It’s the Thought that Counts
by Ian Randal Strock
“Clone the readers?”
“Yeah, right. Get cell samples from each one, and then implant them in available women, and wait fifteen years for them to start reading the magazine? We’ll be out of business before then, if they don’t jail us first.”
“Well, we’ve always said that it takes a certain mind-set to read Stupefying Stories. What if we simply clone that mind-set?”
“Clone the mind-set?”
“Yeah. The Human Genome Project is finished—we know where all the genes are. Now all we need to do is get a representative sample of readers, figure out which of the gene patterns we want to select for, and then start distributing them.”
“How? Free diskettes?”
“Ha ha. No, seriously, we’ll use genetic engineering.
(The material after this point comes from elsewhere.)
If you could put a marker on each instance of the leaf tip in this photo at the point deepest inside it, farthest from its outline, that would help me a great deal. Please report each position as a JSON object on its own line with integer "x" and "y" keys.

A retrovirus to modify a few genes should do it.”
“Won’t people notice, when they start wanting to read Stupefying Stories after never having read science fiction before?”
“Sure they would—if we distributed the retrovirus randomly among the population. But that would be bad. We need to target our audience to people who might have picked up Stupefying Stories already—push them along in the right direction. And then make sure Stupefying Stories is the first science fiction magazine they see. We should seed the retrovirus into schools, specifically, science classes, starting at like high school.”
“Is that it? Create the retrovirus, spread it in high schools, and stand back?”
“Well, of course not. Once we’ve prepared the minds to read Stupefying Stories, we have to give them the opportunity to learn that Stupefying Stories exists. If we can get one copy into the hands of a student we’ve prepared to want the magazine, we’ll have a lifetime subscriber.”
“And that means…?”
“That means we’re gonna have to convince the publisher to spend some money on publicity and advertising.”
“Like I said, we’re dead. The publisher’s gonna shut us down for sure.”